Every time I read this book, This is Just to Say: Poems of Apology and Forgiveness, I read it all the way through and I cry every time.  I don’t know if it’s all that forgiveness.  Or if it’s the fact that the author, Joyce Sidman took the time to write in the voice of some very unique sixth graders with such heart and feeling. Bonus: if you write to Joyce at her website (Joycesidman.com) she’ll write you right back.

A Joke a Day

Kids are full of all kinds of jokes!  Why not start the day with a joke?  Cindy Piano, 3rd grade teacher in Bogota, New Jersey tells me, “Every morning we stop and take a long cleansing breath after we leave the line-up area.  Then, whoever has a joke, steps to the front of the line to start our morning on a good note.  We have even gotten the 2nd and 4th grades to join us some mornings.  After leaving the noisy gym or maybe having had a rough morning at home, it is nice to breathe and start fresh.”

This joke was overhead in reading workshop (not Cindy’s, though she might want to steal it…)

Text to self connection is when a book reminds me of myself.

Text to text connection is when a book reminds me of another book.

Text to toilet connection is when I bring a book to the bathroom.

At least we know they’re reading!!!

Teacher of the Year!!

For anybody who was reading me last year, you know that my son’s Kindergarten teacher was awesome, inspiring, and amazing.  I want to publicly congratulate her for winning Teacher of the Year for Cranford, NJ schools.  My letter to those in charge of selecting her says it all:

Dear Teacher of the Year Selection Team,

I would like to recommend that Brianne Falisi be selected Teacher of the Year.

I met Brianne in the summer of 2010.  At the time my son was five, and had just completed two and a half years in special ed Pre-K.  I was worried about my little boy.  Even though he was going to be mainstreamed, I wasn’t sure he could make it in “big kid” school.  He was coming from a class of eleven students and three teachers.

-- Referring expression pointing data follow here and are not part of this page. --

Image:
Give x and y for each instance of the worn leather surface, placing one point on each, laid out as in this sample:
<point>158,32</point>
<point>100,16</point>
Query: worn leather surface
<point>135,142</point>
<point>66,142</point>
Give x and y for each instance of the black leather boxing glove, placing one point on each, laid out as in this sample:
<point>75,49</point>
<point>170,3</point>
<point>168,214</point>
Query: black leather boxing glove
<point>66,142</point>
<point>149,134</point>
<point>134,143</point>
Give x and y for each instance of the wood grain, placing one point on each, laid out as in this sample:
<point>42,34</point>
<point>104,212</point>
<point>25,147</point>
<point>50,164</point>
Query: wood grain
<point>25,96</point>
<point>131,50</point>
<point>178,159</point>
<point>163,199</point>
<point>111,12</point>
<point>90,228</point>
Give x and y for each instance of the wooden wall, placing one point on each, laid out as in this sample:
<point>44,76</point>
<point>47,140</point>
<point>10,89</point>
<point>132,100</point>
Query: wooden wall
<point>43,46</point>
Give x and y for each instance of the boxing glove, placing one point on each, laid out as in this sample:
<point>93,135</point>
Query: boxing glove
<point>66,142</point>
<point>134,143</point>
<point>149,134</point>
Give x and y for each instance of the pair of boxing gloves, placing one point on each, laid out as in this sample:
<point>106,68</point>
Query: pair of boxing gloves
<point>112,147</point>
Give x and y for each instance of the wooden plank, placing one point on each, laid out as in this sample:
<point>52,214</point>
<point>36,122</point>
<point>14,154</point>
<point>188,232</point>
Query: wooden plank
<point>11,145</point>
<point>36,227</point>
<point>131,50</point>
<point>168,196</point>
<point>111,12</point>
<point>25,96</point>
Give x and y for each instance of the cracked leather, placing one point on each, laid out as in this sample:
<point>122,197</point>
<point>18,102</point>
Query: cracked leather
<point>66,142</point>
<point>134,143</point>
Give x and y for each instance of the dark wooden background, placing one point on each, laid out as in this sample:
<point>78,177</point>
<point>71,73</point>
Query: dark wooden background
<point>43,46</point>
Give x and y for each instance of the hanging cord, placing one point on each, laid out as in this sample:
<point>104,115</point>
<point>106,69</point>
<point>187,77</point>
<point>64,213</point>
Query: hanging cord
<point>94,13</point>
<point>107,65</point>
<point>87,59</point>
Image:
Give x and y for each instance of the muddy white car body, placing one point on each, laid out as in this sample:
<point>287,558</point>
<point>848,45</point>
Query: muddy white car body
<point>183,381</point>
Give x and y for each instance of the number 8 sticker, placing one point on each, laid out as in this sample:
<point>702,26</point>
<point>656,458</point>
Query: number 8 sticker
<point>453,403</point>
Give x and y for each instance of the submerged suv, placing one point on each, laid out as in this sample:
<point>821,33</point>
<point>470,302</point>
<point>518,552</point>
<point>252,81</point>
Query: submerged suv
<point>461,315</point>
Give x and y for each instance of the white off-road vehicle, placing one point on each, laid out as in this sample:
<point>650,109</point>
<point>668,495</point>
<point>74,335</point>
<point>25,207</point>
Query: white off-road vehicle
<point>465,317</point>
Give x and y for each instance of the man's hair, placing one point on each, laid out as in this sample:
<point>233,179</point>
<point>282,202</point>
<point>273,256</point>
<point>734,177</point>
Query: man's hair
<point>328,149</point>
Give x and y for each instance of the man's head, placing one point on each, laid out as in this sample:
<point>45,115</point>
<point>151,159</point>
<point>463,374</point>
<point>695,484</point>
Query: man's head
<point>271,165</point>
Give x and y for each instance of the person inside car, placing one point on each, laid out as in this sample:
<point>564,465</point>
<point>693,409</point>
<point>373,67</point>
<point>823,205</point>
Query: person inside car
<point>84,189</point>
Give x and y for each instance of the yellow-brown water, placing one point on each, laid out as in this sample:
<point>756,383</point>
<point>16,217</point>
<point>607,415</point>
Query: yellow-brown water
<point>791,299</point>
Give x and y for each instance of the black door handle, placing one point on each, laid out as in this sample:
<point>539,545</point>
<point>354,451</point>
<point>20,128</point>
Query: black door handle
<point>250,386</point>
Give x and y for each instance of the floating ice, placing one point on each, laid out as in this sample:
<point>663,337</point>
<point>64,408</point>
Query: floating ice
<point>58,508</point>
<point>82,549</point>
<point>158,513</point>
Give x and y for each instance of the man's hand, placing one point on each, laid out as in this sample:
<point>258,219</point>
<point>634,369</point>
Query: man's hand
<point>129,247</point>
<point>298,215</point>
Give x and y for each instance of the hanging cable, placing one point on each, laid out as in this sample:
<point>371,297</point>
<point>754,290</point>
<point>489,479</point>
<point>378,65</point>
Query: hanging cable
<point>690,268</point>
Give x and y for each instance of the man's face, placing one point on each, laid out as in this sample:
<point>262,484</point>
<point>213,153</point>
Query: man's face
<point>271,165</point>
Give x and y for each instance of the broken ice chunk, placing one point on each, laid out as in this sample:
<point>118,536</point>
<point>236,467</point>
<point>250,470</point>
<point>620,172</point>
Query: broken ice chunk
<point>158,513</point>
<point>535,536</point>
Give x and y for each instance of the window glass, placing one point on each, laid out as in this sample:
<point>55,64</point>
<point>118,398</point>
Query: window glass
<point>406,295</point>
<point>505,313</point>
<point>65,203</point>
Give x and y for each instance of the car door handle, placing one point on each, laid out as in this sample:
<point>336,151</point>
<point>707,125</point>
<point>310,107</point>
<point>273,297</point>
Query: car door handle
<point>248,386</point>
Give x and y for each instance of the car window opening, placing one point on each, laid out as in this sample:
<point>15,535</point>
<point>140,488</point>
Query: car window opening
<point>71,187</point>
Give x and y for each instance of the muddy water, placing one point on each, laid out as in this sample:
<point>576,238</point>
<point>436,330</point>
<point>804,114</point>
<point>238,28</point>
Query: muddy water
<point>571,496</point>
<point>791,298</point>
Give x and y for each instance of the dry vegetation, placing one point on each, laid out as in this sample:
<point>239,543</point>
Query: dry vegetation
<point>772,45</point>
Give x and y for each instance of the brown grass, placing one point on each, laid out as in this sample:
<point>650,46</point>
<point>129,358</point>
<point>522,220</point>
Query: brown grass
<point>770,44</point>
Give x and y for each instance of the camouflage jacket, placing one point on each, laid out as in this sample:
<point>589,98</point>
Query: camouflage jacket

He had been held and nurtured and yes, in that situation, he was doing fine.  But how would he do in a class of twenty?

And then I got Brianne’s letter.

In it, she was inviting families to a before-school-starts play date at the school playground.  She also invited us to take a look around the classroom, and take pictures.  In her letter she gave the kids a list of items to look for once they got inside and instructed them to give her a “super high 5 on the way out!!!!”  She signed it, LOVE.

I knew then that my son would be fine with this teacher.  I knew that she understood kids.  I knew that she would make Kindergarten a blast!

What I didn’t know, is that Brianne has a talent for getting to know individual students and teaching to each one’s strengths.  This ability helped my son reach his highest potential.  He learned over 80 sight words in Kindergarten.  He learned to read and he learned to be a good problem solver.  He also learned to take risks, and not be afraid in front of his peers.  That was all Brianne’s doing.

What I also didn’t know is that Brianne would enter my heart and make a home there.  As a staff developer, I have met thousands of teachers.  It is rare that I meet a teacher who has Brianne’s drive to learn more about the profession.  It is even more rare that I meet a teacher who so willingly opens her door to parents.  And I’ll bet I’d be hard pressed to find a teacher who sends more emails!!!!  Brianne certainly kept us informed.

During my son’s Kindergarten year, I found myself blogging about Brianne, wanting to to share her ideas with the world, wanting other K teachers to learn from her, wanting everybody to know–there ARE great teachers in the world and here’s one of them!

I am not at all surprised that Brianne has been nominated Teacher of the Year.  In my mind, I have nominated her many times over, and so have lots and lots of other parents and kids who have been lucky enough to work with her.

Thank you for considering my opinion.